At this year’s Portable Power Conference in San Francisco, speakers examined some of the options for maintaining or extending portable device runtimes in the face of growing demands for power. As several presenters observed, the demand for power in more functionally rich portable products is growing much faster than the incremental gains in energy density being achieved by Li-ion batteries. However, new power management techniques applied to microprocessors and displays may alleviate the looming energy shortage in portable equipment.
In his talk, “Empowering Portability,” Art Swift of Transmeta Corp. provided some examples of how the CPU could be fine tuned to achieve longer battery runtimes.
In assessing the power problem, Swift noted that CPU and graphics power consumption are growing with the transition to finer process geometries and smaller transistors. According to Swift, the CPU peak power consumed in the leading mobile PC will rise to 45 W next year. Compounding the problem is the predicted skyrocketing of leakage currents with the migration to finer semiconductor process geometries.
Swift discussed two power management options for stemming the rise in power consumption. One is the use of code morphing software, which profiles and translates X86 instructions into optimized native VLIW (very long instruction words). This technique effectively trades power-consuming transistors for software. Swift also pointed to his company’s LongRun power management technique, which changes the CPU’s voltage and frequency hundreds of times per second to match computing requirements.
In what sounds like a novel twist on power management, Partha Ranganathan of HP described a concept similar to tuning the CPU, but applied to displays. As Ranganathan explained in his talk “Low Power PDA Displays,” the displays found in mobile systems consume significant amounts of the system power—50% in laptops and 61% in handhelds. Previous approaches to reducing the display power have involved either turning off the display or using a smaller display.
Ranganathan argues that a better approach would be to match the display power consumption to the actual screen usage and user requirements. Producing such an energy-adaptive display is challenging because it demands an understanding of screen usage combined with the appropriate display technology and software design. In the studies he conducted, Ranganathan found that on average only 60% of the screen is being used, referring to the segment or window within the screen that the user is actually focusing on. But despite the partial usage of the display, it still consumes full power.
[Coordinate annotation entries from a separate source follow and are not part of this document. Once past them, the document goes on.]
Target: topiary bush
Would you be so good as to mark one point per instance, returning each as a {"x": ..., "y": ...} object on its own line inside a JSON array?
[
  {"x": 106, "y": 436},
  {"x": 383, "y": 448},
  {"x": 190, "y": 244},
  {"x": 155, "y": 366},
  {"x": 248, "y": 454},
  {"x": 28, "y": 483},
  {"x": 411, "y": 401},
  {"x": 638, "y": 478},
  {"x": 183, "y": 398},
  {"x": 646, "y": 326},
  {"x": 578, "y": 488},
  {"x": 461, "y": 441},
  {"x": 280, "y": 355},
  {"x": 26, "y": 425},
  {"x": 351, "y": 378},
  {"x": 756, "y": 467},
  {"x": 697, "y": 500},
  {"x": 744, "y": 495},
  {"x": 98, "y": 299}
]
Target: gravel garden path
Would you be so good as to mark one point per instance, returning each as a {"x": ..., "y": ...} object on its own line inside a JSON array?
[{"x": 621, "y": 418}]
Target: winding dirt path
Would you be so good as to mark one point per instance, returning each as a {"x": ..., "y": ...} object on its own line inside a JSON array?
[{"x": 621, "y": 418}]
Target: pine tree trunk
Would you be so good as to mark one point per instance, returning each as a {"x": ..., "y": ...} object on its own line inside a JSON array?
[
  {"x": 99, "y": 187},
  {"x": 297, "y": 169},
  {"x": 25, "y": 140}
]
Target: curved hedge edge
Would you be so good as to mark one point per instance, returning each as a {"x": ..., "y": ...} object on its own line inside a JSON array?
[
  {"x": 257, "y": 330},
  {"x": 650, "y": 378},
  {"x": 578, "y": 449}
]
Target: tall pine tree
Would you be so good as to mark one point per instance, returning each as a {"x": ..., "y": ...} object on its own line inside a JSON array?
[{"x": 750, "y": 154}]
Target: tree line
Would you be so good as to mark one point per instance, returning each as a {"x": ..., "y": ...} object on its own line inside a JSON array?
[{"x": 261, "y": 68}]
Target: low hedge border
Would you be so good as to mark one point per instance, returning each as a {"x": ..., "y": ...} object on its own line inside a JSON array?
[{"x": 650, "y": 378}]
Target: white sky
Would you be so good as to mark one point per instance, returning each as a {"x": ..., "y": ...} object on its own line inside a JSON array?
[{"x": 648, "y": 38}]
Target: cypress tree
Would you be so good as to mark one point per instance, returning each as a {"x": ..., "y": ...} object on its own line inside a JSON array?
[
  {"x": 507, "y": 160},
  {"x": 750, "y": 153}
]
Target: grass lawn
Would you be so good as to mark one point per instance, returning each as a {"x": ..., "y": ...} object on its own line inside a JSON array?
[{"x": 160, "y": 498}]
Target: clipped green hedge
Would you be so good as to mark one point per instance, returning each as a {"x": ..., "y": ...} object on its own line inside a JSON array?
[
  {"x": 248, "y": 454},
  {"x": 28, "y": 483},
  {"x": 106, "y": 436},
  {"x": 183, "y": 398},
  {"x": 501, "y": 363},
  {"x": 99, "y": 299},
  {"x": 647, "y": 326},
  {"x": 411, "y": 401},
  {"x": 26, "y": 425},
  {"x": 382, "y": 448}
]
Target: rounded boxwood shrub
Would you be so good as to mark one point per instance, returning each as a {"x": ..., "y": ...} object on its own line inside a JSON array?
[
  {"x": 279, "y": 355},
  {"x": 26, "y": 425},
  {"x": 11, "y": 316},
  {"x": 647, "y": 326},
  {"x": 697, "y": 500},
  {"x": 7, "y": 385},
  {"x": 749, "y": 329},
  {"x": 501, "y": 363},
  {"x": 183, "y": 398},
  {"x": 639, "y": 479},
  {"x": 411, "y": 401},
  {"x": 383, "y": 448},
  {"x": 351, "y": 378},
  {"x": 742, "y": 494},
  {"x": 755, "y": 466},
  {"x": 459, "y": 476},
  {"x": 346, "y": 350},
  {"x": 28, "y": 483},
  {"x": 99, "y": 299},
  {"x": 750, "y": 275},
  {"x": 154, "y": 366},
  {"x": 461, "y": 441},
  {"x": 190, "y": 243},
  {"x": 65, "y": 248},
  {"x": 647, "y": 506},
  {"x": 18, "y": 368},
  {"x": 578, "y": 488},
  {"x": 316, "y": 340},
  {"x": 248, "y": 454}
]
In his talk, Ranganathan presented an energy-adaptive hardware design based on OLEDs. The use of OLEDs allowed pixel power to be varied by varying the brightness and color of the pixels. This capability allowed Ranganathan to dim the portions of display that were less important to the viewer. Ranganathan found that energy usage could be reduced by 22% to 88% without intruding on the user’s experience. Results, in terms of energy savings and viewer acceptance, varied according to the extent to which the display was being dimmed. Surprisingly, some viewers preferred having portions of the screen dimmed because it allowed them to focus on text more easily.